LegalBoard provides "easiest solution" for lawyers
The founder of Pro-Boards has developed “the simplest solution” for lawyers who want to improve their productivity: the LegalBoard.
Brian Potts’ solution is a keyboard designed specifically with keys corresponding to certain symbols, words and phrases lawyers find themselves typing over and over. This specialized keyboard is available for purchase online for $65, debuting last week at the Consumer Electronics Show in Las Vegas.
On the keyboard, the function keys at the top are set to words like plaintiff, defendant and appellant. Number keys are altered as well, giving users the option to directly insert symbols like the copyright symbol: ©, or the section symbol: §.
Inputting these symbols requires several seconds of work each, which, for the average lawyer, can make quite a difference.
“For a lawyer that bills $300 per hour, if you save a second or two with each keystroke, each keystroke will be 8 to 16 cents of savings,” Potts told WisBusiness.com. “Time savings matters, not to mention the annoyance of stopping and starting.”
Potts’ company is focusing on improving how users interact with the computer, rather than working with any software.
“Nobody has changed the keyboard since the typewriter,” Potts said. “I think there’s a big market out there.”
The 37-year-old Kentucky native is a partner with the international law firm Perkins Coie in Madison, where his own experiences as a lawyer pushed him to create a better way for others to do their work.
“I had the idea in mid-January of last year, and I knew the product didn’t exist yet because I would have known about it,” he said.
Soon after coming up with the idea, Potts collaborated with a computer engineer to put together prototypes for testing. He had several lawyers try out the keyboard for a few months, using their feedback to tweak the design.
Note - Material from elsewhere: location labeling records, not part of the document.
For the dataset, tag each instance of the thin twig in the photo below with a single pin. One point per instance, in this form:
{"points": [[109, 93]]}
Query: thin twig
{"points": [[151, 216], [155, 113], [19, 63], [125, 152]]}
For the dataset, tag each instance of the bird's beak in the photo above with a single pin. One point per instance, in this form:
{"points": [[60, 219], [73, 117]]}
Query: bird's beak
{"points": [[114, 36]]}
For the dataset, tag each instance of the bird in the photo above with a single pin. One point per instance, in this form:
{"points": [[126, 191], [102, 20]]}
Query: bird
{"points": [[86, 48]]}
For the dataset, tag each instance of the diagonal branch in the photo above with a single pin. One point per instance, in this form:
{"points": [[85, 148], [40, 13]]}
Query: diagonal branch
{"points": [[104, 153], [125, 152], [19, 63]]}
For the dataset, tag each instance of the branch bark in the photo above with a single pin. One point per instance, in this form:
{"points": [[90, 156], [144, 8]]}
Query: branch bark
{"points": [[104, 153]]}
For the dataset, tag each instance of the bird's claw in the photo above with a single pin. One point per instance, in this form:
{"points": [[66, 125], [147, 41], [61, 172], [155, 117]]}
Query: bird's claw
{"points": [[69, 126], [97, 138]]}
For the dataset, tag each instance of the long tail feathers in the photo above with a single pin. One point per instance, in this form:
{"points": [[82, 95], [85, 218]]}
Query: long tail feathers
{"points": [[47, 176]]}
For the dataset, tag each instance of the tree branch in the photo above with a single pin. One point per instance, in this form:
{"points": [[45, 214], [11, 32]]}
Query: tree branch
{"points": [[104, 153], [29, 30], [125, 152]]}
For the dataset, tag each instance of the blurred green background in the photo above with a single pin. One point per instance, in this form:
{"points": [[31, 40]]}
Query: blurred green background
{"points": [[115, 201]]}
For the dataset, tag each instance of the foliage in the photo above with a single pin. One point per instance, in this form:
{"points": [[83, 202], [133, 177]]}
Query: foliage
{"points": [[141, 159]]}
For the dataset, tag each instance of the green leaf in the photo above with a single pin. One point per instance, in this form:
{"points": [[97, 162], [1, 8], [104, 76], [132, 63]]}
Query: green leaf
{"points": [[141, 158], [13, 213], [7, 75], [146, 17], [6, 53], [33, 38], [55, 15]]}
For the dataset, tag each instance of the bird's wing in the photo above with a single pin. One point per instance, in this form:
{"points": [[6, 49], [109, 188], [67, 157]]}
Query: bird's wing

According to him, the biggest worry was finding “the right manufacturer to produce it at the right price point.” He did so with DS International, a keyboard manufacturer based in Glendale, Ariz.
It was this company that showcased the LegalBoard at the show. Potts called the show “huge” for the company, adding it led to “lots of leads with law firms and IT people.”
“There was good reception at the trade show,” said Potts. “Everyone who looked at it thought it would be useful.”
Potts sees expansion in the future of the company, which “hasn’t gone the typical route” for startups.
Rather than spending years in the research and capital-raising stages, Pro-Boards LLC has been able to start making money immediately. This is chiefly due to the relatively low capital input needed to manufacture the keyboard, according to Potts.
The company currently has no full-time employees, but there is a team of around 10 individuals working to grow the company, supported by some part-time interns.
“I expect to be hiring more soon,” Potts said.
The possibility exists for the company to break into other professional markets, he said, adding that keyboards for engineers, accountants and even doctors are possibilities.
“I’ve been contacted by many people from other countries,” Potts said. “There’s already been a lot of international interest.”